In this section, two methods for the idstring generations are proposed. To achieve determinism, both of them make use of the Transaction ID (TxID), while uniqueness is guaranteed by exploiting the key concepts of the hash functions.

Both methods assume that:

  • Transaction IDs are unique strings of length 64 with characters in [a-z0-9];
  • Each character of the Transaction ID alphabet is uniquely identified by an index;
  • Each character of the base32 alphabet is uniquely identified by an index;

Method 1
This methods considers the TxID as a sequence of 16 blocks of 4 characters each.
For each block j, the algorithm computes its md5 checksum and uses it as a seed for a randomic function returning a value i in the range [0, 32).
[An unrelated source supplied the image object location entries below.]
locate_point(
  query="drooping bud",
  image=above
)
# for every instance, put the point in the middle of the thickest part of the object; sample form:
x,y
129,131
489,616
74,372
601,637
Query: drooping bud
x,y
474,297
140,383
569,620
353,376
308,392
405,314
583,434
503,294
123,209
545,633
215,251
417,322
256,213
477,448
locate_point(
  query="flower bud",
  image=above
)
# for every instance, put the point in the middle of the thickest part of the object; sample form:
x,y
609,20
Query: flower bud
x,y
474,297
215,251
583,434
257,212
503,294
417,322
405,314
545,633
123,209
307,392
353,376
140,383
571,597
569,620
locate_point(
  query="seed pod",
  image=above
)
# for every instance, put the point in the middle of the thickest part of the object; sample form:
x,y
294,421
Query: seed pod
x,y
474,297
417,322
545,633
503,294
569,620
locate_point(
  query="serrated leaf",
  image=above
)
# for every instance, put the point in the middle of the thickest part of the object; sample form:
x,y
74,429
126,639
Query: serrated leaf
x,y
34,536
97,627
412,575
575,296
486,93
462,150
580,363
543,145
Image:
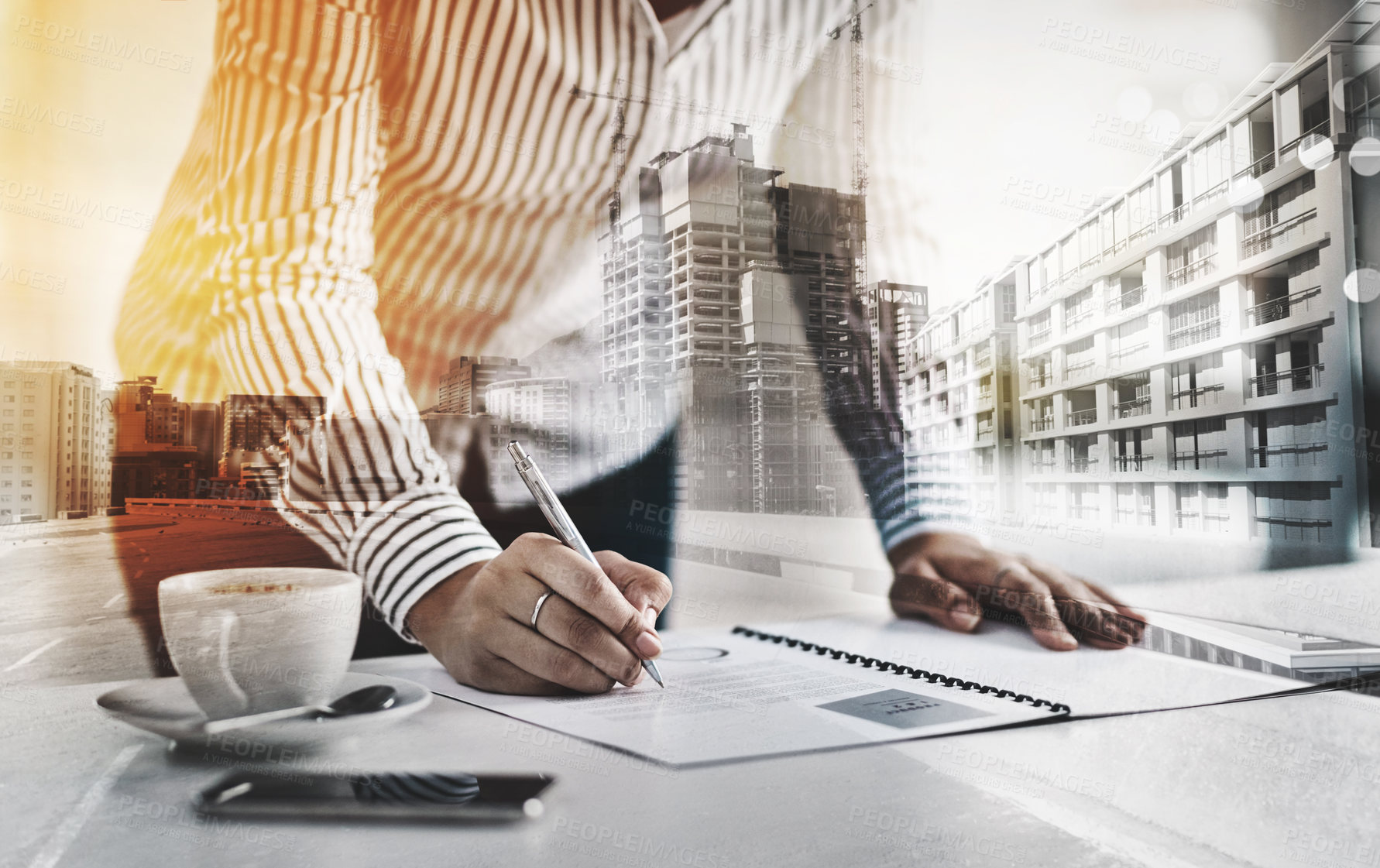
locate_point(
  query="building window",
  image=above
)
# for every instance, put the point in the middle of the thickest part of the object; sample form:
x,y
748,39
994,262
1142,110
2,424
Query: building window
x,y
1196,321
1201,506
1289,437
1299,511
1082,500
1196,383
1191,257
1136,504
1200,443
Then, the jth character of the idstring is obtained by fetching the ith character of the base32char alphabet.
The resulting idstring is made up of the concatenation of the 16 characters thus obtained.

Pseudo-code:

Input: TxID // len(TxID)= 64

blocks:= split(TxID, 4) // Split TxID in 16 blocks of size 4
idstring:= ""
for block in blocks:
  checksum:= md5(block)
  index:= RandInt(seed=checksum) // RandInt returns a rand value in [0, 32)
  idstring:= idstring + base32char[index]

return idstring

Method 2
Similarly, Method 2 exploits the TxIDs to generate the idstrings. The main difference with respect to the previous one resides in the conversion of the TxID blocks into base32 characters. In facts, after splitting the TxID into 16 blocks of 4 characters each, the algorithm transforms each block into a vector v of length 4, whose elements are the ASCII representation of its characters. Then, the checksum of the block's characters is used as a seed for the pseudo-random generation of an odd-integer array a. Finally, according to the Hashing Vector technique, the dot product between the vectors v and a is computed, and its congruent modulo 32 represents the base32 index of the character obteined from the block.
These steps are iterated over the 16 blocks to obtain the 16 characters of the idstring.

Pseudo-code:

Input: TxID // len(TxID)= 64

blocks:= split(TxID, 4) // Split TxID in 16 blocks of size 4
idstring:= ""
for block in blocks:
  checksum:=md5(block)
  a:= RandOddVect(seed=checksum)  // Returns 4-dim odd integer vector
  v:= ASCII(block)                // Returns 4-dim vect of ASCII integers
  index:= DotProduct(a,v) mod 32  
  idstring:= idstring + base32char[index]

return idstring

It is worth noting that, given its polinomial pattern, the latter method is proven to behave like a uniform hash function, meaning that every output value (i.e. base32 character) is generated with roughly the same probability.